Olive Smythies described the origin of the design for Forest House, now the residence, on pp. 152-4 of her Tiger Lady, Heinemann, 1953.

Plan of land bought from Nepalese government,in 1953, with site of Forest House bottom left, site of offices bottom right, and vacant area above.

Proposal for ambassador’s residence, 1950.

Forest House, at the time of its acquisition, with entrance across the veranda, 1953.

Forest House, at the time of its acquisition, with entrance across the veranda, 1953.

The residence, 1954, with veranda enclosed as entrance hall.

The residence, 1954, with veranda enclosed as entrance hall.

First Secretary house, on part of site retained from old compound, 1954.

First Secretary house, on part of site retained from old compound, 1954.

Coat of Arms, awaiting installation, 1954.

Coat of Arms, awaiting installation, 1954.

Compound entrance and drive to residence, with offices on the right, 1954.

Compound entrance and drive to residence, with offices on the right, 1954.

Second Secretary bungalow, close to First Secretary house, 1954.

Second Secretary bungalow, close to First Secretary house, 1954.

Entrance to the offices, 1964, after office courtyard was enclosed by two new wings.

Junior staff house and the offices in the old Post Office, 1954.

Junior staff house and the offices in the old Post Office, 1954.

Tennis court under construction, with residence beyond, 1954.

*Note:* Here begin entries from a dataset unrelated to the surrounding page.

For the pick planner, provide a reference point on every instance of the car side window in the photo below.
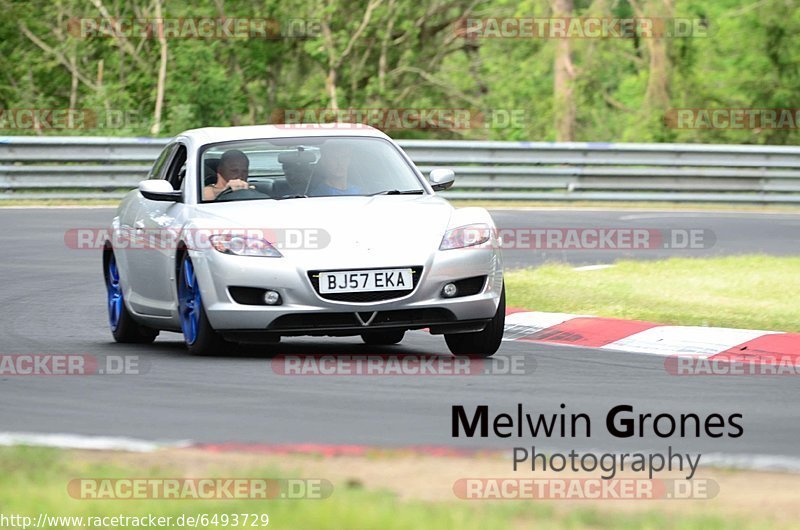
(160, 165)
(177, 167)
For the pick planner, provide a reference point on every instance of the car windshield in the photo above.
(290, 168)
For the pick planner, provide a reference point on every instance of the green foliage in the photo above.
(404, 55)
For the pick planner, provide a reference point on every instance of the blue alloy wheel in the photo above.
(115, 302)
(190, 303)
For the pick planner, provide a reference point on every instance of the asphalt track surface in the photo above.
(53, 301)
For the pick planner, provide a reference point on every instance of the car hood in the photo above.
(342, 232)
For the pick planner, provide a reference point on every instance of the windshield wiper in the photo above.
(399, 192)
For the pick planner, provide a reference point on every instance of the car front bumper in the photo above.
(304, 311)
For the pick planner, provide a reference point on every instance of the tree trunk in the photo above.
(564, 80)
(162, 76)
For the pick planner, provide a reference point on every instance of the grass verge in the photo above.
(753, 292)
(34, 480)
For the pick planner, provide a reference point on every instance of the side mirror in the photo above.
(159, 190)
(441, 178)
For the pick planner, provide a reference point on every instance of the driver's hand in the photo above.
(237, 184)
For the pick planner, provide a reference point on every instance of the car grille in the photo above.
(366, 297)
(398, 317)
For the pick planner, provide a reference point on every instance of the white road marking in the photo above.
(529, 322)
(690, 340)
(79, 441)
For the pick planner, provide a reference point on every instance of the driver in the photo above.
(232, 174)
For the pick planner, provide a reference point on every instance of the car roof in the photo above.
(208, 135)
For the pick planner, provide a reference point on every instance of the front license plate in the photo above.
(359, 281)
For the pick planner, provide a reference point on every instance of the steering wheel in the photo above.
(231, 194)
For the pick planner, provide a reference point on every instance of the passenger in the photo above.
(333, 168)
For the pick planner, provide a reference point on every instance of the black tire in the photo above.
(124, 328)
(481, 343)
(383, 338)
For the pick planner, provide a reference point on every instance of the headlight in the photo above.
(240, 245)
(466, 236)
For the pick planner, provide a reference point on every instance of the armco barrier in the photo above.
(96, 167)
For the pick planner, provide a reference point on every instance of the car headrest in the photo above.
(296, 157)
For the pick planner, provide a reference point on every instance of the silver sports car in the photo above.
(248, 234)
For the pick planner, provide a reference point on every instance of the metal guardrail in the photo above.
(96, 167)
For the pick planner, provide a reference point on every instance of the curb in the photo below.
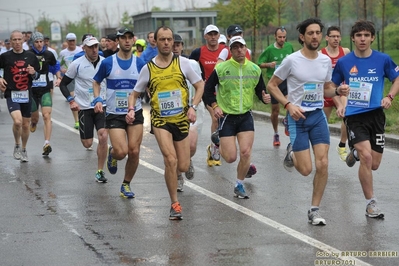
(391, 140)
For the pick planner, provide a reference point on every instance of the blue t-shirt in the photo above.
(106, 66)
(365, 76)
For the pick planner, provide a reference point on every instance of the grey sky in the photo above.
(65, 10)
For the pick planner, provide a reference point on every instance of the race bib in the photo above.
(20, 96)
(359, 94)
(313, 95)
(170, 103)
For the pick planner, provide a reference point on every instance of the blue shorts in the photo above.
(314, 129)
(231, 125)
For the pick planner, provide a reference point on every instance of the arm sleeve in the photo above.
(209, 95)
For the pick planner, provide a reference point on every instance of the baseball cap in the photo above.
(122, 31)
(222, 39)
(237, 39)
(233, 30)
(36, 36)
(90, 41)
(85, 36)
(111, 37)
(71, 37)
(177, 38)
(210, 28)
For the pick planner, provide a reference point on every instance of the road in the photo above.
(54, 213)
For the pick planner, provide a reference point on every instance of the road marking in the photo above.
(263, 219)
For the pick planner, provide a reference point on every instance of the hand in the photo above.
(192, 115)
(295, 112)
(30, 70)
(74, 106)
(98, 108)
(130, 117)
(343, 90)
(266, 97)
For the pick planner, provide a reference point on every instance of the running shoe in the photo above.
(17, 152)
(209, 158)
(351, 159)
(288, 161)
(126, 192)
(216, 156)
(100, 177)
(373, 211)
(24, 156)
(215, 137)
(342, 153)
(175, 212)
(112, 164)
(251, 171)
(315, 218)
(32, 127)
(239, 192)
(46, 149)
(180, 183)
(191, 171)
(276, 140)
(285, 123)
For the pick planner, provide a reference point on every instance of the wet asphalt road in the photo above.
(53, 212)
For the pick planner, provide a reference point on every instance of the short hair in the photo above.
(301, 27)
(282, 28)
(332, 28)
(163, 28)
(363, 25)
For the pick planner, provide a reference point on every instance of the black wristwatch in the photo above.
(194, 107)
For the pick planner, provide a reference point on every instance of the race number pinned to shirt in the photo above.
(121, 101)
(170, 103)
(313, 95)
(20, 96)
(359, 94)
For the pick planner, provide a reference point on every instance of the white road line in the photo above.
(291, 232)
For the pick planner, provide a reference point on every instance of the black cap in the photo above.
(122, 31)
(233, 30)
(112, 37)
(177, 38)
(86, 35)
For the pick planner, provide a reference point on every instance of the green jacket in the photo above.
(237, 84)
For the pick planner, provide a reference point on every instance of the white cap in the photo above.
(210, 28)
(70, 36)
(237, 39)
(222, 39)
(90, 41)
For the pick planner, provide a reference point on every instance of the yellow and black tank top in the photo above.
(169, 94)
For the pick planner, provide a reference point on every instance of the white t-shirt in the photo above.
(305, 79)
(83, 71)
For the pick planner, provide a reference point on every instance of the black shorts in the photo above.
(119, 121)
(88, 119)
(283, 88)
(367, 126)
(231, 125)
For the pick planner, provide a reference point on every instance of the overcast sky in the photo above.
(66, 10)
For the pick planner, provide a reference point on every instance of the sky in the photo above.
(19, 14)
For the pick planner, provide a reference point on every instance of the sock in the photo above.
(370, 200)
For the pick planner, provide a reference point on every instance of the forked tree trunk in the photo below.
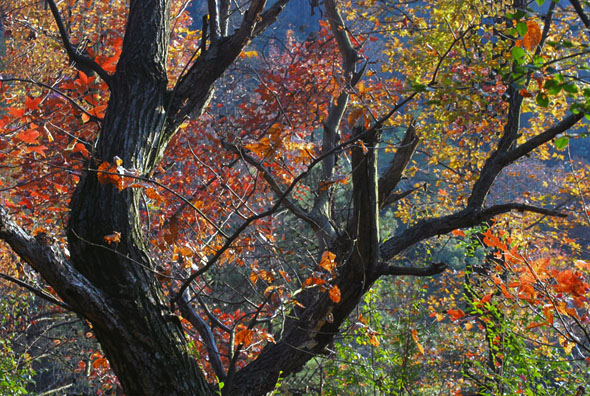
(147, 348)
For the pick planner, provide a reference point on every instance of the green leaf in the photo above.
(419, 87)
(542, 99)
(518, 53)
(552, 87)
(562, 142)
(570, 87)
(521, 28)
(517, 15)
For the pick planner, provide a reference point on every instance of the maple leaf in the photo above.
(415, 338)
(32, 103)
(456, 314)
(244, 337)
(115, 237)
(334, 294)
(28, 136)
(328, 261)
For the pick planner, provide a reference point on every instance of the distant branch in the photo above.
(273, 184)
(75, 57)
(269, 16)
(465, 218)
(57, 91)
(543, 138)
(393, 173)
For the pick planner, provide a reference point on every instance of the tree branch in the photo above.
(205, 332)
(542, 138)
(77, 59)
(581, 13)
(432, 269)
(38, 292)
(58, 92)
(269, 16)
(393, 173)
(273, 184)
(47, 259)
(465, 218)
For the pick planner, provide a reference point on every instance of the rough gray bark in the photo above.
(114, 286)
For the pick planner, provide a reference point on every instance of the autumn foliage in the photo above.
(393, 198)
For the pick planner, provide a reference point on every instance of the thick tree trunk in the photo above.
(147, 348)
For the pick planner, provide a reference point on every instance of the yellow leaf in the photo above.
(415, 338)
(248, 54)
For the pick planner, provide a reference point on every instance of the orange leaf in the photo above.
(32, 103)
(244, 337)
(373, 340)
(415, 338)
(16, 113)
(506, 293)
(456, 313)
(354, 116)
(458, 232)
(533, 35)
(313, 281)
(525, 94)
(36, 149)
(334, 294)
(28, 136)
(115, 237)
(328, 261)
(253, 277)
(536, 324)
(486, 298)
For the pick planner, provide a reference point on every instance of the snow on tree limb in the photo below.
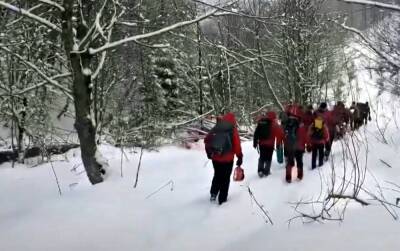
(371, 45)
(41, 73)
(30, 15)
(31, 88)
(54, 4)
(112, 45)
(374, 3)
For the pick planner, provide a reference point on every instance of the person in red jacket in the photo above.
(319, 136)
(308, 116)
(266, 134)
(222, 154)
(295, 141)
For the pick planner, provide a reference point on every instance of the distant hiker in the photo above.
(328, 120)
(365, 113)
(355, 118)
(266, 134)
(318, 134)
(295, 140)
(308, 116)
(341, 116)
(222, 143)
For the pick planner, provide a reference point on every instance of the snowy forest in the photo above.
(133, 119)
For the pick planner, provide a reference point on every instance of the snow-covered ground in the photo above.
(170, 208)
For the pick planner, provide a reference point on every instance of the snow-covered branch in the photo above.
(41, 73)
(371, 45)
(54, 4)
(112, 45)
(30, 15)
(374, 3)
(28, 89)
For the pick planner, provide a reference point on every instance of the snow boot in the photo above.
(213, 197)
(289, 174)
(300, 173)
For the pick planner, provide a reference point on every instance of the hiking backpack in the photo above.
(264, 128)
(291, 126)
(318, 129)
(221, 138)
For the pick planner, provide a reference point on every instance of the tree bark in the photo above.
(82, 89)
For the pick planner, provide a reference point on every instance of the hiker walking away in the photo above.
(365, 113)
(222, 143)
(266, 134)
(308, 116)
(355, 118)
(342, 117)
(318, 134)
(295, 141)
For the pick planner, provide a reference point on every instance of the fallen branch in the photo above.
(384, 162)
(350, 197)
(261, 207)
(159, 189)
(138, 169)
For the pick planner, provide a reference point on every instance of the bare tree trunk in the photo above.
(82, 89)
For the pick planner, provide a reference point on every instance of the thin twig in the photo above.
(138, 169)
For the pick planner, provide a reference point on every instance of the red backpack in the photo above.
(238, 174)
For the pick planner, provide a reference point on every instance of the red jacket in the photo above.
(276, 134)
(308, 118)
(329, 119)
(236, 148)
(322, 141)
(302, 138)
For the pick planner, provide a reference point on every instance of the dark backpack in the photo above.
(291, 126)
(318, 131)
(264, 128)
(221, 138)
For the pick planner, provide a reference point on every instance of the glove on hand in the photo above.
(239, 161)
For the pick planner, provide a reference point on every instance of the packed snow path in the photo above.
(115, 216)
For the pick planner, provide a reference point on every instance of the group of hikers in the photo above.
(298, 129)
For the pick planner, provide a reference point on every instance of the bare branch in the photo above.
(35, 68)
(30, 15)
(54, 4)
(111, 45)
(374, 3)
(370, 44)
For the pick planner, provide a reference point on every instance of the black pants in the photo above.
(328, 145)
(221, 179)
(264, 162)
(317, 150)
(293, 156)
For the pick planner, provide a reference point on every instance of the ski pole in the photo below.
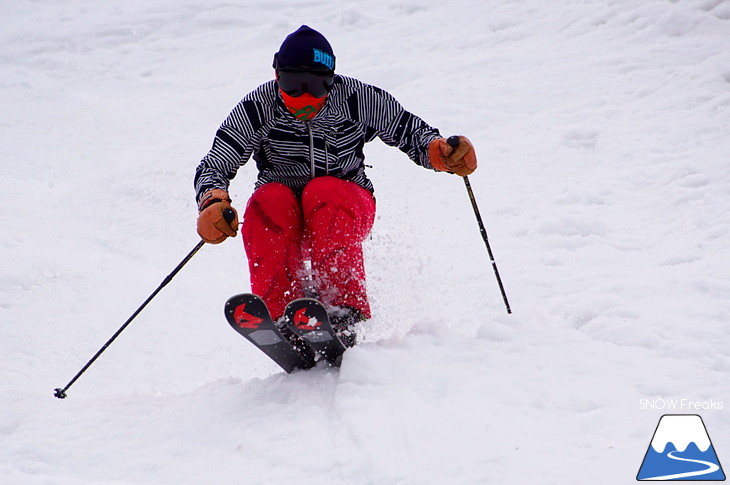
(453, 141)
(60, 393)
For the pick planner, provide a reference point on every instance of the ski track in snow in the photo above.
(601, 129)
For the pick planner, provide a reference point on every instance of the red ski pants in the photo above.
(327, 225)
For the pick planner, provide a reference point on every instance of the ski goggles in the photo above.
(296, 82)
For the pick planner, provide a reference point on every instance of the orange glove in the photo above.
(212, 224)
(445, 158)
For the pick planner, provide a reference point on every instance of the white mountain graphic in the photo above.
(680, 450)
(681, 430)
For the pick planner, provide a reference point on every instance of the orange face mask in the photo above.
(305, 106)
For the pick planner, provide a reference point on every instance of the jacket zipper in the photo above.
(311, 148)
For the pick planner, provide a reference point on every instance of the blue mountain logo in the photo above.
(681, 450)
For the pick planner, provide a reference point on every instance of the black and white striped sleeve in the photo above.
(234, 141)
(393, 124)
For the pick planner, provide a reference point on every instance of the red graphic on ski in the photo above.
(245, 319)
(302, 321)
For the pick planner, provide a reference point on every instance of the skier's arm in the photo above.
(397, 127)
(423, 143)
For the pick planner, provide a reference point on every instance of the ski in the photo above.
(248, 315)
(308, 318)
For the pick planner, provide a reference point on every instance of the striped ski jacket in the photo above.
(292, 152)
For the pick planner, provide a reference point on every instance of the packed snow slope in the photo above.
(602, 130)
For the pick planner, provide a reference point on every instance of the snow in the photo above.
(601, 128)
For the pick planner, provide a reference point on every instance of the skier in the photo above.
(312, 200)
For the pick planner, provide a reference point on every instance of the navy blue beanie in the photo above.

Tennis court under construction, with residence beyond, 1954.

Residence, 2007.

Kakani

The first two Residents had the use of a bungalow at Koulia, near the village of Ranipauwa. This burned down in the 1840s, and around 1850 the Rajah gave the British Resident an indefinite and free right to use a spectacular site in the nearby  village of Kakani, about 30 kilometres north-west of Kathmandu on the Trisuli road. It had magnificent views of the Himalayas. and here a Resident not long afterwards built a spartan bungalow as a retreat from the city. The Ministry of Public Building and Works took over maintenance responsibility from the Foreign Office in 1965. No documentary evidence was to be found that underpinned the right of use.

In 1971, the ambassador, Terence O’Brien, suggested to the Royal Army that they should formally take possession of the nearby old Troopers’ Lines and Chief Clerk’s House, which they occasionally used for training, in the hope that this would help consolidate Britain’s tenure. He had equal hopes of HM the King calling on him at Kakani in March 1972 and put in hand some refurbishment work to make the bungalow fit for the visit. Unfortunately, the king died six weeks before the visit and the royal family’s observance of a year’s mourning put paid to organising another. The bungalow remains in use today as the embassy staff’s retreat. It was seriously damaged in the 2015 earthquake [? under restoration].

Golf at Kakani c.1918.

Kakani bungalow, c.2008.

Kakani bungalow, after earth quake, 2015.